The architect supports the creation and evolution of the Continuous Delivery Pipeline. They typically provide guidance regarding technologies and tools to power the CDP. In addition, the Solution Architect directs solution design towards improved deployability by reducing and mitigating coupling across solution components and improving interfaces with other systems.

3. Define and evolve development and deployment infrastructure

To ensure built-in quality practices are applied effectively and enable the CDP, the SA’s helps understand and define the infrastructure required to develop and deliver customer value.

4. Participate in release governance

Based on their deep understanding of solution architecture and technology impact, the Solution Architect provides essential guidance regarding release governance. Their effort often involves determining the technology impact of specific releases and infrastructure implications.

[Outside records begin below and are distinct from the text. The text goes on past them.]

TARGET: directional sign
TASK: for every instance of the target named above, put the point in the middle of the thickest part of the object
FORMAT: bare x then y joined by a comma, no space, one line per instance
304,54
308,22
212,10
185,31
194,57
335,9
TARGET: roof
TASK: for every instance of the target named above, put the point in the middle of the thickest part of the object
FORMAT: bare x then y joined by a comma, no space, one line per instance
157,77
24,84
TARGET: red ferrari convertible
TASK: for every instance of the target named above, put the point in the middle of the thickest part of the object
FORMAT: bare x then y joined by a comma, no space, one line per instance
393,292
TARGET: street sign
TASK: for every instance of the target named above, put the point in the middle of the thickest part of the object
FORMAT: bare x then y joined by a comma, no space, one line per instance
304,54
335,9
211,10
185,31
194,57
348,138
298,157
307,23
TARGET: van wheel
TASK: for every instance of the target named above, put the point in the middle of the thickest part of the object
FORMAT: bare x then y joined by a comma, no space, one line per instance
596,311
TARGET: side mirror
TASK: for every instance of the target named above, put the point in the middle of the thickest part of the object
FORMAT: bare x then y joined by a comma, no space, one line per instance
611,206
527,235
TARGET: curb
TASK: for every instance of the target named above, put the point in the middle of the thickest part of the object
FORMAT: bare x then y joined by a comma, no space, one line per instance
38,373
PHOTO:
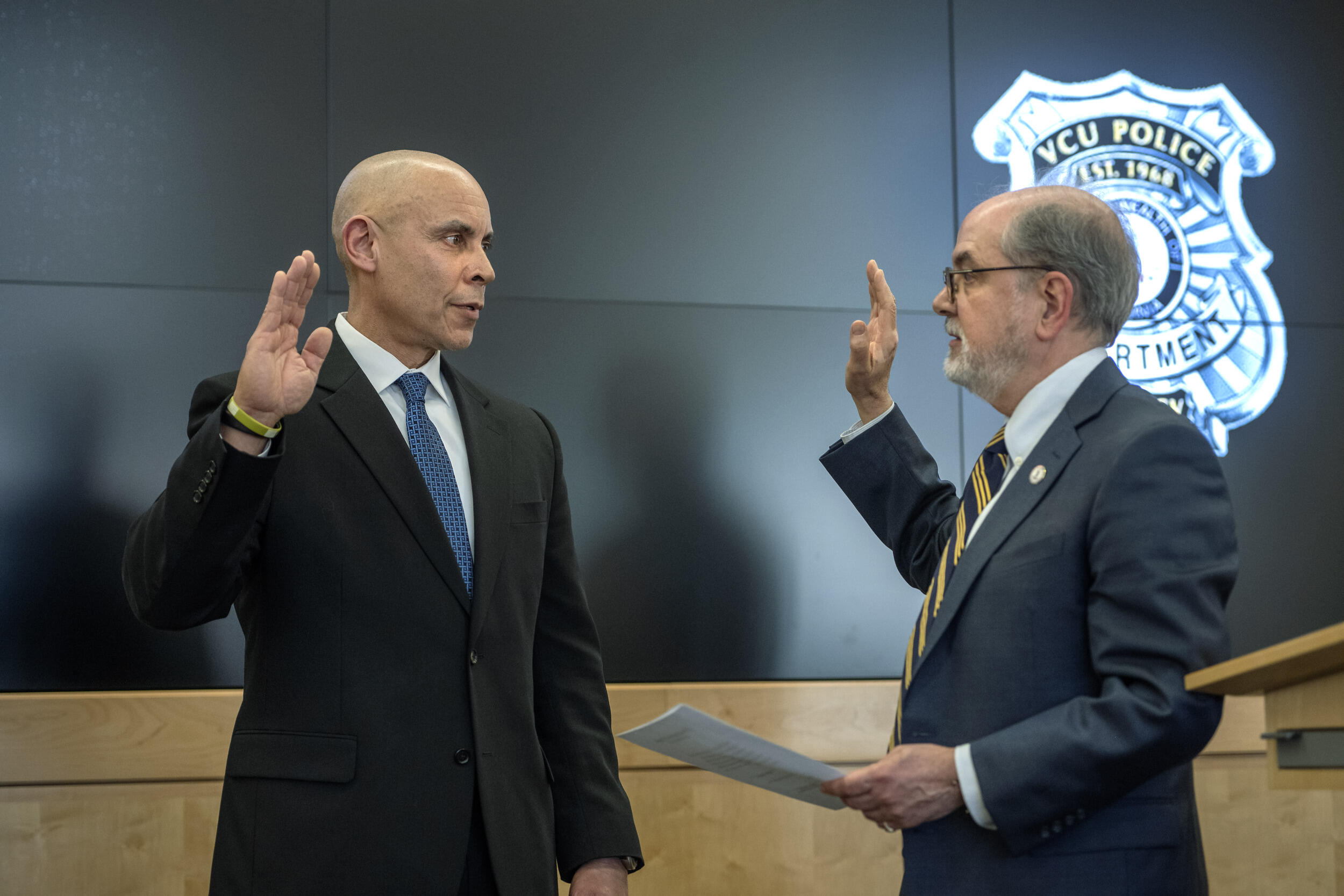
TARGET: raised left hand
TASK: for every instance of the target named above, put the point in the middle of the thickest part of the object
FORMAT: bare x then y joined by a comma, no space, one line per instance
600,878
909,786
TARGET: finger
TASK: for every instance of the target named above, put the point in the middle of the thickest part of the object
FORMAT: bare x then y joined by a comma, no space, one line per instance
296,288
853,785
859,342
273,313
305,289
864,802
873,270
883,302
315,350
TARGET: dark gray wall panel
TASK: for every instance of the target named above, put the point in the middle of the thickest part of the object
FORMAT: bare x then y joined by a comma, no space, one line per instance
1280,62
1284,473
713,543
750,152
160,143
97,382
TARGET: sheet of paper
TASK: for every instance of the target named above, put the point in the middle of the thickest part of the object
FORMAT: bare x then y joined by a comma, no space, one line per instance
702,741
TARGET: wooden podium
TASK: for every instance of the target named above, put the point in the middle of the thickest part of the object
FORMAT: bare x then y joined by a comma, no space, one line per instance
1303,682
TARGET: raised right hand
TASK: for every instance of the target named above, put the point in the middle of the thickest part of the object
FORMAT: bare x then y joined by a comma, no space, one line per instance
276,379
871,348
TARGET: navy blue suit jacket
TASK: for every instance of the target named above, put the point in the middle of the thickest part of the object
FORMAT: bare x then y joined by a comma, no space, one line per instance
1062,645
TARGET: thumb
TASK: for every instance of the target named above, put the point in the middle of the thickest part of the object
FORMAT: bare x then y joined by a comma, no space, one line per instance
315,350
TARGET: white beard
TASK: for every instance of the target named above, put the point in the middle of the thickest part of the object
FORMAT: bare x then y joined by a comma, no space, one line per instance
987,371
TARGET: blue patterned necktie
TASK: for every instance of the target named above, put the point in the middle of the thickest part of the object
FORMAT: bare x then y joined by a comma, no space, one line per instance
985,478
432,458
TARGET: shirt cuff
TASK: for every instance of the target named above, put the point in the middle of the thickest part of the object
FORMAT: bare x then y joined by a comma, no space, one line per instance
265,450
971,787
862,428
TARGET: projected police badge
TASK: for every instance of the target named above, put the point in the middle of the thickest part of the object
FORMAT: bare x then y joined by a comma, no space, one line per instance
1206,335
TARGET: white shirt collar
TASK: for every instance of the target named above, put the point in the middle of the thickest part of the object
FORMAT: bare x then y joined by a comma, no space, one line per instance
381,367
1039,407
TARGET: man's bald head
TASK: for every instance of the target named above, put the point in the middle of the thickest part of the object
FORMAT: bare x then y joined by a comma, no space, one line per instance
386,186
1069,230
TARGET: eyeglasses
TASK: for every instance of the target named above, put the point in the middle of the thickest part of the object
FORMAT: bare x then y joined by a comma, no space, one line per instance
950,273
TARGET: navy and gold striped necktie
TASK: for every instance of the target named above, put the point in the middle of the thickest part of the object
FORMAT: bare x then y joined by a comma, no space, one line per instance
985,478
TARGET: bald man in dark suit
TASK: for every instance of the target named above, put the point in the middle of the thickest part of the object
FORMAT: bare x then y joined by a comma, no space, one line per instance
424,704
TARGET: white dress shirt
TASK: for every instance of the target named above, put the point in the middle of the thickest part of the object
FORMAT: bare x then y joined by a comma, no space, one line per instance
1028,422
383,370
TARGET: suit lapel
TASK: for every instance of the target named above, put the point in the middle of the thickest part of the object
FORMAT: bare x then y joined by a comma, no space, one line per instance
362,417
488,454
1020,497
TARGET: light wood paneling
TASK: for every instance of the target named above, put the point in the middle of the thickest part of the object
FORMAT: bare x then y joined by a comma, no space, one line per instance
703,835
1318,703
1268,843
135,735
108,840
1280,665
1241,728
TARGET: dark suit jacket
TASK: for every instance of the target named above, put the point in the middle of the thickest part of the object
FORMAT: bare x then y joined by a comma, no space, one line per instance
1062,644
377,695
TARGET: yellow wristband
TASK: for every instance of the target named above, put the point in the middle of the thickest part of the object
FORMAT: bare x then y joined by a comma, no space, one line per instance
253,425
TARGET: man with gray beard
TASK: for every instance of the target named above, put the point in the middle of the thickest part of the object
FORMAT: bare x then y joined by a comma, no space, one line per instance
1043,736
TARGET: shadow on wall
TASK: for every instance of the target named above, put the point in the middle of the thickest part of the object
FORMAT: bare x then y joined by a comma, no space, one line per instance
65,623
683,591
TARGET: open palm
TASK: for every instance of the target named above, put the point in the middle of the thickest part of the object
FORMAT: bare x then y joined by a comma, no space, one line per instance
871,348
276,379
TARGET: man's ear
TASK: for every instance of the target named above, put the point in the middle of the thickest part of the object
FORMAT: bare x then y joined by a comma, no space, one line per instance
1057,295
359,242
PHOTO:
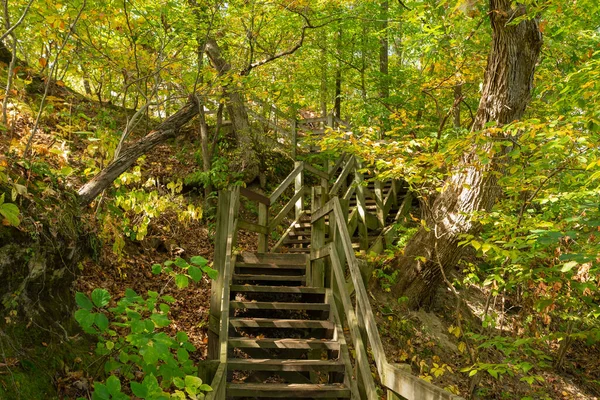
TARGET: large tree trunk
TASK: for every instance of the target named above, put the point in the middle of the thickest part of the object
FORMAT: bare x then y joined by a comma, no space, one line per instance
471,187
247,160
168,129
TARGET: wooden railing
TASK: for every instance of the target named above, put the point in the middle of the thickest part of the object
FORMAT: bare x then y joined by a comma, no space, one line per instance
225,241
359,318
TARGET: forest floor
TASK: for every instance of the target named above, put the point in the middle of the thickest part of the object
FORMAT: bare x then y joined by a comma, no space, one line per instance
428,341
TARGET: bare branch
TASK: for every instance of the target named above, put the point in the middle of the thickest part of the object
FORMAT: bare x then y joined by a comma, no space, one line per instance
12,28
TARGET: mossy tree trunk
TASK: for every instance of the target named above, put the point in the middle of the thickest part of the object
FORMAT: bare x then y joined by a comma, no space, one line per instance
472,186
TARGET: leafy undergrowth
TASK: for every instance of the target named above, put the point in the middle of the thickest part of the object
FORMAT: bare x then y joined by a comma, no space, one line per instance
443,351
148,218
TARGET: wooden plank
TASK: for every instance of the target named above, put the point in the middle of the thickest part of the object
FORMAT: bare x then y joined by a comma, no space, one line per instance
288,390
269,266
317,254
315,171
277,289
298,184
271,258
277,305
321,212
306,121
361,357
267,364
338,183
218,384
252,227
286,209
344,353
252,195
361,293
274,343
286,183
338,163
263,220
287,232
412,387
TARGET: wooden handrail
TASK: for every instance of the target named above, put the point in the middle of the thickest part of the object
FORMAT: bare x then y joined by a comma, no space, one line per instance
286,183
392,377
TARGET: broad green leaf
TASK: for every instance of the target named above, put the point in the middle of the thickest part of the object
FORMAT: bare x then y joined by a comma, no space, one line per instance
83,301
100,297
113,384
199,260
101,321
181,281
85,318
195,273
156,269
212,273
11,213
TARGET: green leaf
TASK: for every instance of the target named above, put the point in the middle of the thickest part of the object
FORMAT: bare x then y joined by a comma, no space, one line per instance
205,388
113,384
182,355
199,260
569,266
195,273
85,318
11,213
100,297
83,301
179,383
181,263
182,337
100,392
139,389
212,273
101,322
156,269
161,320
181,281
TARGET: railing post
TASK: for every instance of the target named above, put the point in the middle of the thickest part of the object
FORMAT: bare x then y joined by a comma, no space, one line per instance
298,183
379,202
362,208
224,203
317,272
263,219
294,129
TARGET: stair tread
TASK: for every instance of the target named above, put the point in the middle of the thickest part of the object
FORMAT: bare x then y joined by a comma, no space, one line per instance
274,343
280,323
276,364
276,289
259,277
291,390
277,305
270,266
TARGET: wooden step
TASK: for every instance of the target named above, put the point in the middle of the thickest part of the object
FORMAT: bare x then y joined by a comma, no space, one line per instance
276,305
280,323
303,250
271,258
270,266
268,364
276,289
273,343
291,390
297,241
269,278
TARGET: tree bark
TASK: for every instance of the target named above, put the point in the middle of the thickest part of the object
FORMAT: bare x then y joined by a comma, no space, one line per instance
247,160
472,186
168,129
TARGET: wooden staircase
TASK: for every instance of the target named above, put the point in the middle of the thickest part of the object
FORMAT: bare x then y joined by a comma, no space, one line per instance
279,321
283,341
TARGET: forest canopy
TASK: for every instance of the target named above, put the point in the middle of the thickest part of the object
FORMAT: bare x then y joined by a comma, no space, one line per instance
122,120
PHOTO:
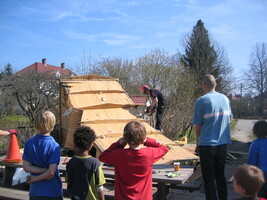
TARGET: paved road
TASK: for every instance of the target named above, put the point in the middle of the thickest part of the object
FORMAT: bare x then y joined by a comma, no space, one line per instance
243,130
241,134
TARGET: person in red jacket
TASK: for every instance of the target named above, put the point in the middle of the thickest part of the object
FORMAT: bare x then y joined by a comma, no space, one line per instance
10,132
133,165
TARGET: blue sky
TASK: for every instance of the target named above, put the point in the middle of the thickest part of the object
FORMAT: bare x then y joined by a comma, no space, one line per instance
68,30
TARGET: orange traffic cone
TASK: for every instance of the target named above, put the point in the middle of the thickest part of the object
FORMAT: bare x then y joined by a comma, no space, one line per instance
13,154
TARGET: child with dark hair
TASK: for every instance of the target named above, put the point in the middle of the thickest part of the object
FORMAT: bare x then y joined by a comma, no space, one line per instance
248,180
258,152
133,165
84,176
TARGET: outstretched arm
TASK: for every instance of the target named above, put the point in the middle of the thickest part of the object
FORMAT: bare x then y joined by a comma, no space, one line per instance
47,175
108,156
4,132
28,167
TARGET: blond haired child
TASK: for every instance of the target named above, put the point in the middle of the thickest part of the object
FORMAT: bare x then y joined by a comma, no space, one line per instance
248,180
41,158
133,165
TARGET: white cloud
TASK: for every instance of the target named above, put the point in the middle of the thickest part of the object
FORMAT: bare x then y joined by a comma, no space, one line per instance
112,39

Sixth Responsibility: Evolving Live Solutions

1. Evolve architecture to support new business priorities

SA’s must continuously update and refine the architectural runway. This ensures that the architectural work does not stop after the initial version of the solution has been developed and released.

2. Advance and support NFRs

Once a solution goes live, it matures and undergoes various usage milestones. That also results in change of landscape of applicable NFRs. To support the evolving uses of the system, the SA’s should define and communicate changes to existing NFRs and define new NFRs.

3. Ensure continuous compliance

The Solution Architect ensures that the new releases of the live solution adhere to regulatory requirements. This work may involve incorporating new compliance regulations.